Data Breaches Surge, Doxbin Returns & Cyber Threats Escalate.

A total of 31 breach events were found and analysed resulting in 73,108,369 exposed accounts containing a total of 45 different data types of personal datum. The breaches found publicly and freely available included Alien Txt File - Episode 36, R0bins ULP 0043, Amtrak, Hallmark Cards and Stealer Log 0558. Sign in to view the full library of breach events which includes, where available, reference articles relating to each breach.

Data Breach Impact

This week didn’t hold back. From travel and retail names like Amtrak and Hallmark to the ever reliable chaos of stealer logs and ULP drops, it’s a wide reaching mix with real consequences. For third-party organisations, it’s another reminder that your exposure isn’t always your own doing, employee data can easily get swept up in someone else’s breach. And for individuals, more data in the wild means more angles for exploitation, from phishing to full-blown identity fraud. Big numbers, bigger ripple effects.

Cyber Update

Doxbin, the Internet’s Worst Zombie, is back. Again. At this point, it’s less a website and more a cybercrime cult classic that simply refuses to stay buried. Seized, sold, taken down, resurrected, rinse and repeat since 2012.

The admins insist:
- Infrastructure is “safe”
- No compromise occurred
- Downtime was just a “temporary domain hold”

Standard script, really.

In reality, Doxbin’s resilience isn’t particularly sophisticated, it just moves faster than takedowns can keep up. Domains go down, mirrors pop up, Telegram fills in the gaps. Law enforcement plays whack-a-mole, and Doxbin keeps reappearing like a bad sequel nobody asked for.

Unless you’re the one being doxed, of course, then it’s less amusing.

Meanwhile, ShinyHunters are still in full production mode. Over the past week alone:
- 7 major company leaks dropped
- 8 new “Final Notice” posts issued

Translation: pay up, or you’re next on the leak conveyor belt.

Alongside the corporate chaos, they’ve reportedly doxed a well-known former forum admin, with a video circulating that allegedly shows a young female threat actor, a rare twist in a scene that’s usually a bit more predictable. Details are still thin, but if there’s one thing ShinyHunters excels at, it’s turning leaks into theatre.

“We Own the Power Grid” (…Do You Though?)

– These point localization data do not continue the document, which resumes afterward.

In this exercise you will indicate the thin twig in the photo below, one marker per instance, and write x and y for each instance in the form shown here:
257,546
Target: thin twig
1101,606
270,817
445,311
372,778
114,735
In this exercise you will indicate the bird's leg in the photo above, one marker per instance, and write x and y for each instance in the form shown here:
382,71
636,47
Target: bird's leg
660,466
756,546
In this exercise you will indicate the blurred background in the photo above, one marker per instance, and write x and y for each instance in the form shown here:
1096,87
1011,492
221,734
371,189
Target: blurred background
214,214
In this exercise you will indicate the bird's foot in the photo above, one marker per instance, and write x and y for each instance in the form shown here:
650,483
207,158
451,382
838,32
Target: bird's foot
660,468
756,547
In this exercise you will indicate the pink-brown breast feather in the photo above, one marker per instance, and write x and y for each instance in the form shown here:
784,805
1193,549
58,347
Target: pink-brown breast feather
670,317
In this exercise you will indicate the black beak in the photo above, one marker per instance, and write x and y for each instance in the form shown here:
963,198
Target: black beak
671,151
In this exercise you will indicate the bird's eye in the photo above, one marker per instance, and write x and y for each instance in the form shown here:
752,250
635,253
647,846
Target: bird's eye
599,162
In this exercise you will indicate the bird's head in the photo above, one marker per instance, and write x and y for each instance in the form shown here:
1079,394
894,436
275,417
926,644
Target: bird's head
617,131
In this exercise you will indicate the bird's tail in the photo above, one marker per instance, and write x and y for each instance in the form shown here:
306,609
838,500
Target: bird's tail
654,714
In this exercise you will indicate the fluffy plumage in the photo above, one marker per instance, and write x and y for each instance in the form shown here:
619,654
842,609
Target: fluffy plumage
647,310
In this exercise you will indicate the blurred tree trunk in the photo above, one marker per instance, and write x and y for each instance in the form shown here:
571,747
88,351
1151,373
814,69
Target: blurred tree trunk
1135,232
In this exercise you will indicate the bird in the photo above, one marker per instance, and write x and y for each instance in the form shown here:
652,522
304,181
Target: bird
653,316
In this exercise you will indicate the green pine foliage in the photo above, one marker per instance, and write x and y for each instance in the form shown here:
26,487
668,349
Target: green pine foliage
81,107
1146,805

And now for the headline-grabbing claim of the week. A threat actor group is alleging they’ve fully compromised Venezuela’s national power grid, specifically citing control over:
- SCADA systems
- Guri Hydroelectric Plant
- High-voltage substations (765 kV backbone)
- Industrial protocols like IEC 104 and DNP3

They go on to claim they can trigger frequency desynchronisation, essentially forcing large-scale outages on demand. It’s a bold statement. Cinematic, even. But let’s add a bit of reality to the script.

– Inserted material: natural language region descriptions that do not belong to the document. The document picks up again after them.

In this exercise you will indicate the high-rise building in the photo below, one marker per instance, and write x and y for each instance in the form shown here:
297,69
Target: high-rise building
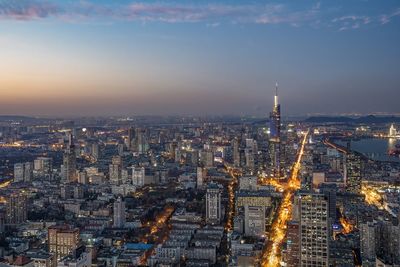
213,204
119,213
69,161
43,165
28,171
200,177
275,138
138,174
62,240
314,229
236,152
16,208
392,131
368,242
293,244
142,143
95,152
330,191
130,141
353,173
254,221
207,158
18,172
23,172
115,170
248,183
253,205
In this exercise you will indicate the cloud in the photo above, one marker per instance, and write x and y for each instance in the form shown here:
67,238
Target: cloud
211,14
386,18
27,10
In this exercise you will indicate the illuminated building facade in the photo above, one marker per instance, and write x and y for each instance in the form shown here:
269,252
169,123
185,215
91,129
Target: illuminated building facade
69,161
16,208
62,240
353,173
119,213
314,229
275,138
213,204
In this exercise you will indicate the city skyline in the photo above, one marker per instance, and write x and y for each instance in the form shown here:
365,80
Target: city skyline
93,58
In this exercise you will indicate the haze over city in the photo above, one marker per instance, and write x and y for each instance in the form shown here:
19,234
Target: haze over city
78,58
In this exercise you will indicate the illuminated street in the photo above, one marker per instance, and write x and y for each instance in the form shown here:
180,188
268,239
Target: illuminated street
158,231
271,256
231,192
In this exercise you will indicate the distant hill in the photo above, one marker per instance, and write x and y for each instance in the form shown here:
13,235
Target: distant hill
365,119
15,118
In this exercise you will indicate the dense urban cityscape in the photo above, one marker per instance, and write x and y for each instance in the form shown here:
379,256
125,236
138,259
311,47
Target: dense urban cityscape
212,133
158,191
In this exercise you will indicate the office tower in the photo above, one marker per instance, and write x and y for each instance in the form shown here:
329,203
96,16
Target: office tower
142,145
249,156
213,204
23,172
330,191
236,152
194,157
16,208
130,141
178,155
43,165
200,177
115,169
19,172
314,229
62,240
28,171
119,213
368,242
392,131
69,161
248,183
253,205
138,174
275,138
124,176
120,149
254,221
353,173
293,244
95,151
207,158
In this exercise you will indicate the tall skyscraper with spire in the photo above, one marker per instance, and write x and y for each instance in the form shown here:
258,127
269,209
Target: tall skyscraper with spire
275,137
69,161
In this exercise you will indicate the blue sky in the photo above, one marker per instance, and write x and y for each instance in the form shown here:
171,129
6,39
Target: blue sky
198,57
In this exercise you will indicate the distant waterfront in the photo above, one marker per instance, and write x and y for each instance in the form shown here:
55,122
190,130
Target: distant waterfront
375,148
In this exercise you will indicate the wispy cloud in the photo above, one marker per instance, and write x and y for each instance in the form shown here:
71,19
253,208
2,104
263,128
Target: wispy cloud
386,18
351,22
211,14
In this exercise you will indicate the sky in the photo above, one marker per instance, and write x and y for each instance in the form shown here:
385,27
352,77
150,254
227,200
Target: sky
95,58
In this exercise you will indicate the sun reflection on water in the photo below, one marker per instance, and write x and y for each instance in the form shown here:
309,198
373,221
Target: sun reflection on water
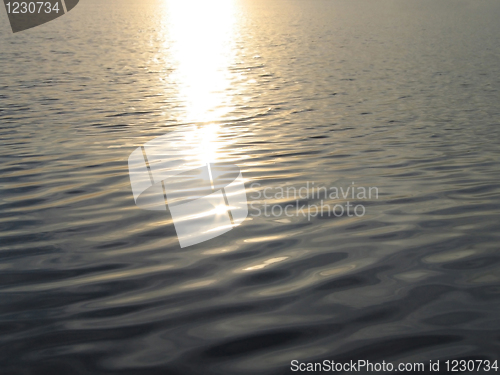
201,34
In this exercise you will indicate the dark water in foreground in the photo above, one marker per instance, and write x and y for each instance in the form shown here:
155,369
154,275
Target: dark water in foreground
399,95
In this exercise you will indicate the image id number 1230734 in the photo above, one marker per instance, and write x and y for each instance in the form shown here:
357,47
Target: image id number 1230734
32,7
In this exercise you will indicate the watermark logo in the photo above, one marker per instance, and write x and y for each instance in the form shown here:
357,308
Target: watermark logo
310,200
205,199
27,14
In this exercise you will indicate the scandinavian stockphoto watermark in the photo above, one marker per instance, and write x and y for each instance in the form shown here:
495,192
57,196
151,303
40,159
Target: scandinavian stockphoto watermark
174,173
310,200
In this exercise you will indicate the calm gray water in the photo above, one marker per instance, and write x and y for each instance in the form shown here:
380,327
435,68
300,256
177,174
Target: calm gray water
393,94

While cyberattacks against power grids are absolutely possible, and have happened before, they are:
- Technically complex
- Highly dependent on deep access and persistence
- Often limited in scale and duration

Experts note that even confirmed cyber operations against power grids (like Ukraine or suspected incidents in Venezuela) tend to be targeted, temporary, and difficult to verify publicly. And importantly, Venezuela’s grid is already:
- Fragile and ageing
- Prone to outages from underinvestment and infrastructure issues 

Which makes attribution even murkier. When the lights go out, it’s not always a hacker, sometimes it’s just the grid doing what it’s been doing for years.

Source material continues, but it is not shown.